SE(3)-invariant masked autoencoder pretrained on ~370K AlphaFold-DB structures for protein fold representation learning, enabling frozen-feature and zero-shot fold classification.
MiAE (Masked Invariant Autoencoders) is a self-supervised framework for learning representations of protein structure, introduced by Dexiong Chen, Andrei Manolache, Mathias Niepert, and Karsten Borgwardt of the Borgwardt Lab at ETH Zurich in the paper "Protein Fold Classification at Scale: Benchmarking and Pretraining" (arXiv:2605.18552, ICML 2026 Spotlight). The model addresses a core scalability problem in structural biology: with hundreds of millions of predicted structures now available, classifying proteins into their evolutionary folds requires representation learning methods that generalize beyond small, curated training sets.
The central idea is to pretrain an SE(3)-invariant encoder by reconstructing backbone geometry from heavily masked inputs, then reuse the resulting fixed checkpoints as feature extractors for downstream fold classification. Because the encoder is invariant to global rotations and translations, it learns geometry-aware embeddings that transfer well without per-task retraining. The authors release MiAE alongside TEDBench, a companion large-scale, non-redundant benchmark for protein fold classification.

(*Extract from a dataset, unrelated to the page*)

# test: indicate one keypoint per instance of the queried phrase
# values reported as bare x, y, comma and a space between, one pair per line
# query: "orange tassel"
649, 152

A notable finding is that frozen MiAE features, used in a zero-shot or frozen-feature setting, outperform supervised baselines and prior state-of-the-art methods on TEDBench and on a CATH v4.4 transfer set spanning 965 CATH topology classes — demonstrating that self-supervised structural pretraining yields representations strong enough to compete with task-specific supervised models.
tedbench.load_model("miae-b"), with code released under a BSD-3-Clause license.MiAE pairs an SE(3)-invariant transformer encoder with a lightweight decoder that reconstructs backbone N/Cα/C coordinates. The four variants scale from 6 layers, 512 hidden dim, 8 heads (MiAE-S, 29M) through 12 layers, 768 hidden dim, 12 heads (MiAE-B/MiAE-B+seq, 102M) to 24 layers, 1,024 hidden dim, 16 heads (MiAE-L, 339M); the B+seq variant additionally conditions on amino-acid sequence. Pretraining uses ~369,740 AlphaFold-DB structures (Foldseek-clustered, pLDDT-filtered), with 46,217 validation and 46,218 test structures. The downstream task is classification over 965 CATH topology (T-level) classes, with an external transfer set of 27,638 experimental structures from CATH v4.4. Across these benchmarks, frozen MiAE features exceed both supervised counterparts and existing structure-representation baselines.
MiAE is aimed at researchers performing large-scale structural bioinformatics: annotating the fold of newly predicted or experimentally solved structures, clustering structural space, detecting remote homologs, and curating non-redundant structural datasets. Because frozen embeddings work without fine-tuning, the model is practical as a drop-in feature extractor for proteome-scale pipelines, while the fine-tuned classifier variants serve users who want an off-the-shelf fold predictor. The TEDBench benchmark itself provides a standardized, leakage-controlled evaluation for groups developing competing structure-representation methods.
By showing that self-supervised, geometry-invariant pretraining produces frozen features that outpace supervised fold classifiers at the scale of the AlphaFold Database, MiAE offers a strong recipe for structural representation learning in the post-AlphaFold era. The paired release of open weights across four sizes, a simple inference API, BSD-3-Clause code, and a rigorously deduplicated benchmark (TEDBench) lowers the barrier for reproducible fold-classification research. Its ICML 2026 Spotlight selection reflects the field's interest in scalable, transferable structural embeddings; as with any AlphaFold-DB-pretrained model, performance on highly novel or low-confidence structures should be validated against experimental references.